UNESCO’s World Heritage Committee is also concerned, noting in an April 2014 report that the Australian Government had until 2015 to ensure the health of the reef or it would be placed on the List of World Heritage in Danger – jeopardising the $6 billion reef tourism industry.
“The science is quite clear that you can’t keep the Great Barrier Reef in good condition if you’re going to develop huge coal reserves. We are already on our way to 2DegC warming and unless Australia cuts back on carbon dioxide emissions we won’t have much of a Great Barrier Reef left. We have stewardship of one of the world’s premier reef systems and also stewardship of a huge reserve of fossil fuels – it’s a conflict of interest, really.” Director of the Australian Research Council Centre of Excellence for Coral Reef Studies, Professor Terry Hughes.
Both GVK and Adani are Indian conglomerates, and neither have operated a coal mine in Australia before. Adani also has “a record of environmental destruction and non-compliance with regulations”, and currently faces multimillion-dollar fines in Mundra, India, after a damning assessment by a government-appointed panel found “incontrovertible evidence” that the company violated environmental clearances and bypassed approval procedures, resulting in large-scale mangrove destruction, groundwater contamination, river blockages and fly-ash pollution.
This does not bode well for its part in the massive expansion of Australian coal mining and export, which is happening in a dry area that both farmers and the local environment depend on groundwater.
The mines will have large – and permanent – impacts on local water tables, and on the Great Artesian Basin. Adani has, for example, applied for a water licence to extract up to12.5 gigalitres per year for use at the Carmichael mine. With the other proposed mines, this would mean four times the volume of water in Sydney Harbour being taken from the basin.
Aside from water impacts, the mines also represent a heavy burden to a world trying to limit carbon emissions and avoid the internationally agreed red line of a 2DegC increase in global temperatures.

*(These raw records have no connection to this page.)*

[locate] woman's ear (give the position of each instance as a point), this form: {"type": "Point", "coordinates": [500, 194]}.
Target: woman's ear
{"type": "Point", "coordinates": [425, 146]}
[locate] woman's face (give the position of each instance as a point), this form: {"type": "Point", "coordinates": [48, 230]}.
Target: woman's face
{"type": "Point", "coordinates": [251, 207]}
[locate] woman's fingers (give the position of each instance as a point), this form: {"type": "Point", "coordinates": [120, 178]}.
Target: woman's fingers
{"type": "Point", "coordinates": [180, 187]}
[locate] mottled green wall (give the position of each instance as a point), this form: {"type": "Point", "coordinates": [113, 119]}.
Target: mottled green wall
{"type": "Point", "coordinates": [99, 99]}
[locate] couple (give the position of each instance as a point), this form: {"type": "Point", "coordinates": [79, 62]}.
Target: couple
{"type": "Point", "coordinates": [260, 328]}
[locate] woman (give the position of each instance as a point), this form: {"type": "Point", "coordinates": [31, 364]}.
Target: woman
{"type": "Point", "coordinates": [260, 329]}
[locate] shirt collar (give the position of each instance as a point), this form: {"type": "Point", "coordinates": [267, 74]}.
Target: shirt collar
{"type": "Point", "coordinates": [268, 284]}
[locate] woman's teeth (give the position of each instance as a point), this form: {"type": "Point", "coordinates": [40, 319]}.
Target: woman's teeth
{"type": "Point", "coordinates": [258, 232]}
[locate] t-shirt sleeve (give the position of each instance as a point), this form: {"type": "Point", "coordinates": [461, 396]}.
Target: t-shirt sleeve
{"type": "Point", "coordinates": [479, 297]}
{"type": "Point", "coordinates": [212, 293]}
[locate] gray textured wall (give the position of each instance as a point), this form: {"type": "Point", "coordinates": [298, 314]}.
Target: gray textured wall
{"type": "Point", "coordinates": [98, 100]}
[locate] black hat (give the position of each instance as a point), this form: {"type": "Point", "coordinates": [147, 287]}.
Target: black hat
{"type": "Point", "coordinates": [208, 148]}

When the coal they produce is burned the emissions will be similar to that of Poland or Spain’s entire economies, increasing global warming and further acidifying the oceans – both of which are already having severe impacts on coral reef ecosystems.
Climate change and the risk of stranded fossil fuel assets in a world moving to curtail carbon pollution is becoming an increasingly potent factor in investment decisions, and the list of banks willing to finance dirty projects such as Abbot Point is shrinking fast. For Adani and GVK, this means the chance of securing the estimated $26.5 billion needed to finance coal expansion is looking increasingly unlikely – unless Australia’s big four banks come to the risk party.
ANZ, Commonwealth Bank, National Australia Bank and Westpac are among the world’s top 15 banks by market capitalisation, and are capable of lending the large chunks of capital required to get coal expansion projects out of the planning stage.
They have all been involved in dirty coal projects in the past, however, with the divestment movement taking off, community opposition to coal ballooning, the harsh reality of coal market decline, and the increasing abandonment of Abbot point by international financiers; Australia’s ‘big four’ banks are under pressure to also rule out reef destruction.